Monde
Robert De Niro en sept rôles
11/05/2025 - 12:04
AFP
Robert De Niro est l'un des plus illustres héros du "Nouvel Hollywood": la variété de ses compositions travaillées avec perfectionnisme et leur nombre (plus d'une centaine) font qu'il surpasse tous ses contemporains.
Pour "Le Parrain, 2ème partie", Francis Ford Coppola engage De Niro juste après avoir vu "Mean Streets" de son ami Martin Scorsese. L'acteur, encore un peu timide, incarne le jeune Vito Corleone, joué par Marlon Brando dans le premier opus. On suit son ascension de la Sicile à New York et la consolidation par son fils Michael (Al Pacino) de l'empire mafieux Corleone. Les deux acteurs partagent leur première affiche sans être réunis à l'écran.
De Niro, alors moins confirmé qu'Al Pacino, remporte l'Oscar du meilleur second rôle, joué en majorité en sicilien, qu'il apprend avant le tournage. Le film, à la structure très innovante car il fait coexister l'histoire du père et du fils à deux époques différentes, en récolte 5 autres.
Travis Bickle, de retour du Vietnam, devient chauffeur de taxi pour meubler ses insomnies. Chaque soir, l'homme psychologiquement instable, est témoin des vices qui rongent New York. Progressivement, il sombre dans une folie destructrice.
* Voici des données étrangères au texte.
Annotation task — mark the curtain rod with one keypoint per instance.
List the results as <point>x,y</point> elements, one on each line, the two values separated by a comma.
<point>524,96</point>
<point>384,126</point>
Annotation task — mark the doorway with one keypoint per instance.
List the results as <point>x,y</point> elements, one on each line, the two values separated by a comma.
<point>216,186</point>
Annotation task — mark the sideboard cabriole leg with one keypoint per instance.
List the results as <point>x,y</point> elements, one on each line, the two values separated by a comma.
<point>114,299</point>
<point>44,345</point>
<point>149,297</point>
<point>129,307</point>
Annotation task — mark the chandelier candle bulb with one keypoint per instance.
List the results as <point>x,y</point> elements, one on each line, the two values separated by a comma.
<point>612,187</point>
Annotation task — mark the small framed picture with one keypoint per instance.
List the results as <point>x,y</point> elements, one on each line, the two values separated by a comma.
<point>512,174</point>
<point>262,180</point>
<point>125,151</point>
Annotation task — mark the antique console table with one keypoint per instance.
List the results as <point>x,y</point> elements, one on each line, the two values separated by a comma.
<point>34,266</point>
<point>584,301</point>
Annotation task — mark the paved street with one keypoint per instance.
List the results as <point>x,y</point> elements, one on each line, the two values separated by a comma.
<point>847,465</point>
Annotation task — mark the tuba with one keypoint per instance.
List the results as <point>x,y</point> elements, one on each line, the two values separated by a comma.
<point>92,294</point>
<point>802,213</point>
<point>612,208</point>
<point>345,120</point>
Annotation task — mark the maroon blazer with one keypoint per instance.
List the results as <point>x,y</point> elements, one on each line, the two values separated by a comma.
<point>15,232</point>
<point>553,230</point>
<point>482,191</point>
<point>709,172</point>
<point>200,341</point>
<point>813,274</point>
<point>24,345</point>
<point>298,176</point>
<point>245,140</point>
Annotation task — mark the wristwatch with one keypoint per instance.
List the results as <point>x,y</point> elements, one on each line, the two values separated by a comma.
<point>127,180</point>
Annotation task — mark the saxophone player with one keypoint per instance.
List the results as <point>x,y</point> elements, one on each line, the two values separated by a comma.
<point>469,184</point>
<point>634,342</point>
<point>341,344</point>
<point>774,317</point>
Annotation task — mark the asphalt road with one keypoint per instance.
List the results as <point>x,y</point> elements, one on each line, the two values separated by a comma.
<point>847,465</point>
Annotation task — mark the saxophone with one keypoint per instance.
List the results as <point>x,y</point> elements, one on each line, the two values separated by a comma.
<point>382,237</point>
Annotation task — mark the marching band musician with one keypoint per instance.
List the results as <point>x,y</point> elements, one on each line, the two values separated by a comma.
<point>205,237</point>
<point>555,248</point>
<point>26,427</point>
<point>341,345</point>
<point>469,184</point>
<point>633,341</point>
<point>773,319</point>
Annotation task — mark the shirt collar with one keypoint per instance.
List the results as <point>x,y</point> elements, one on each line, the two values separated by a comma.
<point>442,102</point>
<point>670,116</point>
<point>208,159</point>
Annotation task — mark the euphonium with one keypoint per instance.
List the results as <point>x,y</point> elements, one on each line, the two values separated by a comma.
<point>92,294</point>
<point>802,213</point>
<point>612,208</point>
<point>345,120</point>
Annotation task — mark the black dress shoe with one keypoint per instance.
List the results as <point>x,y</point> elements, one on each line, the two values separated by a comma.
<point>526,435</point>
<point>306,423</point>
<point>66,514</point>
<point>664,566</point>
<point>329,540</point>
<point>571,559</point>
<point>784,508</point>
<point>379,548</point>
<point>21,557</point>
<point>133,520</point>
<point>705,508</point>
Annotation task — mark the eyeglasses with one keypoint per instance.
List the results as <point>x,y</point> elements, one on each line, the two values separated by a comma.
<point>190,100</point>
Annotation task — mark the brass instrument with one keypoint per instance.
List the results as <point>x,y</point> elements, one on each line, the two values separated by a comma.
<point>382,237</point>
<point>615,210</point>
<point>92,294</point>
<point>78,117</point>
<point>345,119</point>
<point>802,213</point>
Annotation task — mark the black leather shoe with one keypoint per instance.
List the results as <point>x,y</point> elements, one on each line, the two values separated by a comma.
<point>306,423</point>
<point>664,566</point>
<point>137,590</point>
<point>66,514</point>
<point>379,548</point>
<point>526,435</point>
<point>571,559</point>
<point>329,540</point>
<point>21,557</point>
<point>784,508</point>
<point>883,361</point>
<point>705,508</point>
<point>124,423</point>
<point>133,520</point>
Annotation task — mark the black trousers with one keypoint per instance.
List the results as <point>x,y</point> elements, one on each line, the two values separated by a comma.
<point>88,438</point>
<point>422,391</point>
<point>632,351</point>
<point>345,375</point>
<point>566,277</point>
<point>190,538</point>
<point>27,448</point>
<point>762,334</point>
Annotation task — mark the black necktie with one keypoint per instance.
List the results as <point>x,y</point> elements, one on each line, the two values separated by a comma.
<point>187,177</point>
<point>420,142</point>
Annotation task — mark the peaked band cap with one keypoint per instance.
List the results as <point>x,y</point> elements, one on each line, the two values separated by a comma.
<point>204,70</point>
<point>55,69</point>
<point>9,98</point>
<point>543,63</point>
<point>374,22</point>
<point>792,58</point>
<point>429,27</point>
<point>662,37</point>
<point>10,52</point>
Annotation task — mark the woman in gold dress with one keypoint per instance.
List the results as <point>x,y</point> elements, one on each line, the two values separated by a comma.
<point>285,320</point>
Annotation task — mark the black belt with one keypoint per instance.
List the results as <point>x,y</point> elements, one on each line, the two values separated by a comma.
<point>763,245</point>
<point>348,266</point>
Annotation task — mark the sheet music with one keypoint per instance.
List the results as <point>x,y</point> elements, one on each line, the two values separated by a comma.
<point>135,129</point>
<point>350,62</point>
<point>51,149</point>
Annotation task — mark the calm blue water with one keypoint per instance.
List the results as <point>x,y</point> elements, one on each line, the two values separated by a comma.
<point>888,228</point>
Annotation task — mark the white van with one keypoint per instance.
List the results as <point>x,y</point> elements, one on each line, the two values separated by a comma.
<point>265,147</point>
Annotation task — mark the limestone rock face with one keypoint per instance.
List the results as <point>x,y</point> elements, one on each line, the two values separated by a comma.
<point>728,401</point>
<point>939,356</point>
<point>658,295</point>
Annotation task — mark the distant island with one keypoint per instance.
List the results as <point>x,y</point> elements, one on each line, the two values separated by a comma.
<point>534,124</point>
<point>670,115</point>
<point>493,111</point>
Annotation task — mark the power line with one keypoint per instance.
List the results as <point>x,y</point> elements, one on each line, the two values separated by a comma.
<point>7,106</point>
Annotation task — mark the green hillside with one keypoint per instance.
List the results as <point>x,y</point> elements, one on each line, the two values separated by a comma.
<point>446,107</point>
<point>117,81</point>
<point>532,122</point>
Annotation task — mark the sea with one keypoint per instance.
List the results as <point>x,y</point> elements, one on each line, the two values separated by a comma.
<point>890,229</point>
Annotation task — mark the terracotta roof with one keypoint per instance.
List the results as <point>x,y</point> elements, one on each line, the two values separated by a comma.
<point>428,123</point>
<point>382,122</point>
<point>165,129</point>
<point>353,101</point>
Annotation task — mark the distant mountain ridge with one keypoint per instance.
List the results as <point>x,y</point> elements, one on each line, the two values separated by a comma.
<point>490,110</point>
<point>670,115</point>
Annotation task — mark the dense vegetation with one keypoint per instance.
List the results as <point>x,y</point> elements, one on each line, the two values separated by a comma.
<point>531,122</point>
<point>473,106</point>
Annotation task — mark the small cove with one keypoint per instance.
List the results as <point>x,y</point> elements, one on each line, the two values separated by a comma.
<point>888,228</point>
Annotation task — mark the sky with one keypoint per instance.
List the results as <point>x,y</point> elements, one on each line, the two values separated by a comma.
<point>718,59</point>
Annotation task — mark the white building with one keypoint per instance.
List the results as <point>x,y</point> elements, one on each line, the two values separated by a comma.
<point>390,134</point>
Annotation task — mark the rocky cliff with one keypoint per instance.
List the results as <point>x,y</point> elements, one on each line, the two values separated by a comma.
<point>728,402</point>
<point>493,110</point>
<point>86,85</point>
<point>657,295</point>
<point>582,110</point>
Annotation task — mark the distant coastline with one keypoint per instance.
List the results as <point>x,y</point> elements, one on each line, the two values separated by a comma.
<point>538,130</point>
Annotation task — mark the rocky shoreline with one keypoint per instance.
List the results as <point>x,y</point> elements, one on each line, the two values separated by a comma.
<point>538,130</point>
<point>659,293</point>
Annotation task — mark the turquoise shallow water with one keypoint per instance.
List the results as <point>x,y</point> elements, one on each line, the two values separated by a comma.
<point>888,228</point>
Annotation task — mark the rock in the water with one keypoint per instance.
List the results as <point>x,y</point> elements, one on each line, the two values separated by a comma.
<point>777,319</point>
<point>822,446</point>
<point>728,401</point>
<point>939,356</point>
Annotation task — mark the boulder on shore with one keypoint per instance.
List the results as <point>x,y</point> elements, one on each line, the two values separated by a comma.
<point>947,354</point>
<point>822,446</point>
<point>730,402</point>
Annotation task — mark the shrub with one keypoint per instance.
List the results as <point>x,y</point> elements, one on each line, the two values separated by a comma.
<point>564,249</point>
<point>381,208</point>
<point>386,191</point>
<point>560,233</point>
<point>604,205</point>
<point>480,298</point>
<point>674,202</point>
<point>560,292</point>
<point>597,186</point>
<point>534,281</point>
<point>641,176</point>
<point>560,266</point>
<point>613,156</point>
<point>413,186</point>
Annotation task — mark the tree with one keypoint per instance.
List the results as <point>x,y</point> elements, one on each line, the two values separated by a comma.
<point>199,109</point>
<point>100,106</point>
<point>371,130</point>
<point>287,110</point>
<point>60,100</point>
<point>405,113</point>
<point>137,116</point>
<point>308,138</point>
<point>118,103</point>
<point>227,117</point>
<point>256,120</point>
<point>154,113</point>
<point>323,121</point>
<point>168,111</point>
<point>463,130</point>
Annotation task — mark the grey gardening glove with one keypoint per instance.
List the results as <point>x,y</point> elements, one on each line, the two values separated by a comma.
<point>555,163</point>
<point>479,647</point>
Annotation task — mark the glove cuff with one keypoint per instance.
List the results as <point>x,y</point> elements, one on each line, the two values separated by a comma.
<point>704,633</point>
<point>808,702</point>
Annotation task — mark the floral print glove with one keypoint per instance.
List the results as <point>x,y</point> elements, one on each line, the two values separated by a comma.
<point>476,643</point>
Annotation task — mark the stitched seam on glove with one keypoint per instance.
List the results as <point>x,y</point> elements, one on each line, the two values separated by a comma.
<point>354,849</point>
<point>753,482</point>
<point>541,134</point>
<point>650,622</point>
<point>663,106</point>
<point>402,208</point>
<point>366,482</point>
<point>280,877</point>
Formé à l'Actor's Studio, De Niro travaille le rôle en conduisant un vrai taxi dans les quartiers malfamés new-yorkais. La scène devenue culte "Are you talkin'to me?" ("C'est à moi qu'tu parles?") dans laquelle il apostrophe son reflet dans un miroir est improvisée. "L'un des moments les plus heureux de mon existence", confiait Scorsese. Le film remporte la Palme d'Or à Cannes.
Un an avant "Apocalypse Now" de Coppola, "Voyage au bout de l'enfer" de Michael Cimino est un des premiers films américains sur la guerre du Vietnam: il réunit De Niro, Christopher Walken et John Savage, trois copains inséparables d'une petite ville sidérurgique de Pennsylvanie, enlisés dans le bourbier vietnamien.
"De Niro a tout fait pour que ce film marche", saluait le producteur Michael Deeley. "Il faisait répéter les acteurs pendant ses pauses, n'avait aucun besoin d'être dirigé, il a crée un esprit de groupe. C'est aussi lui qui a amené Meryl Streep, alors débutante".
Oeuvre psychologique avant d'être un simple film de guerre, ce long-métrage de 3 heures remporte cinq Oscars dont celui du meilleur film et réalisateur.
Avant lui, aucun acteur n'était allé aussi loin dans la personnification: pour incarner le boxeur Jake LaMotta, De Niro suit un entraînement intensif lui assurant le maximum de crédibilité sur le ring puis il prend 30 kilos pour mieux incarner la déchéance du boxeur.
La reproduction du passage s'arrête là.